Und dann gibt es noch den Salon für Zukunft Wirtschaft. Am Wirtschaftsapéro laden wird innovative Kleinunternehmer und Macher ein, um sich über die Erfahrungen auszutauschen. Letztes Jahr hat dies zum ersten Mal stattgefunden. Es gab acht Kurzreferate, die aufgezeichnet und online gestellt wurden. Wir wollen aus den bestehenden Strukturen ausbrechen und schauen, was daraus entsteht. Das Wirtschaften soll sich am Bedürfnis der Gesellschaft orientieren.

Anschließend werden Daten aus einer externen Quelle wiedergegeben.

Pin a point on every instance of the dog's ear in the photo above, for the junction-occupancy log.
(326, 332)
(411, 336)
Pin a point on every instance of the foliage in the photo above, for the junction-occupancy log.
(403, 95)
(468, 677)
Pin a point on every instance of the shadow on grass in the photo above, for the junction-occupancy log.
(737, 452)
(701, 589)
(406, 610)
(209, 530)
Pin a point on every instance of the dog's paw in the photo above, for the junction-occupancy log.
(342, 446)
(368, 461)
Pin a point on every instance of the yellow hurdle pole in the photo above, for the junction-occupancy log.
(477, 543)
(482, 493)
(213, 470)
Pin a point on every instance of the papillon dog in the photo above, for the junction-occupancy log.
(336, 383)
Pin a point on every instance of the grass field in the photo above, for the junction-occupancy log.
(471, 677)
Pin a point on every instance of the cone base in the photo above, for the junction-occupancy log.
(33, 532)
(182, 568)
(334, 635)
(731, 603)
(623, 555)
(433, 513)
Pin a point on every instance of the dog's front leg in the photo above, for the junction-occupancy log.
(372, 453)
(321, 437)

Alles in allem kann man für den Effinger sagen, wir wollen niemanden von neuen Konzepten überzeugen wollen. Es soll ein Ort für Inspiration und Ausprobieren sein.

Eine interessante Sichtweise, die auf der Homepage des Effingers zu finden ist zum Schluss zu Ihrer weiteren Inspiration:

Ein Arbeitsplatz wurde immer mehr zu einem Ort, an dem die Menschen Masken tragen, sowohl im wörtlichen wie auch im übertragenen Sinn. Um Position und Identität auszudrücken gibt es auch Uniformen, blaue und weisse Kittel und Krawatten. Damit drückt der «Arbeitgeber» auch gerade seinen Anspruch auf die Person aus. Mit oder ohne Uniform haben viele Menschen das Gefühl, dass sie einen Teil ihres Selbst zurücklassen müssen, wenn sie zur Arbeit gehen. Man setzt sich eine professionelle Maske auf und richtet sich nach den Spielregeln des Arbeitgebers.

Im Buch «Reinventing Organizations – ein Leitfaden zur Gestaltung sinnstiftender Formen der Zusammenarbeit» geht der Autor Frederic Laloux dieser Frage nach: «Warum lassen wir so viele Aspekte unseres Seins zurück, wenn wir zur Arbeit gehen?»

Weitere Buchempfehlung: Das Wesensgeheimnis der Seele von Heinz Grill. Darin wird der Soziale Prozess dargestellt, bei dem jeder Einzelne einen gesamten Prozess in der Begegnung, egal ob in Arbeitsteams oder dem persönlichen, privaten Umfeld, mit konkreten Gedanken mitgestalten lernt.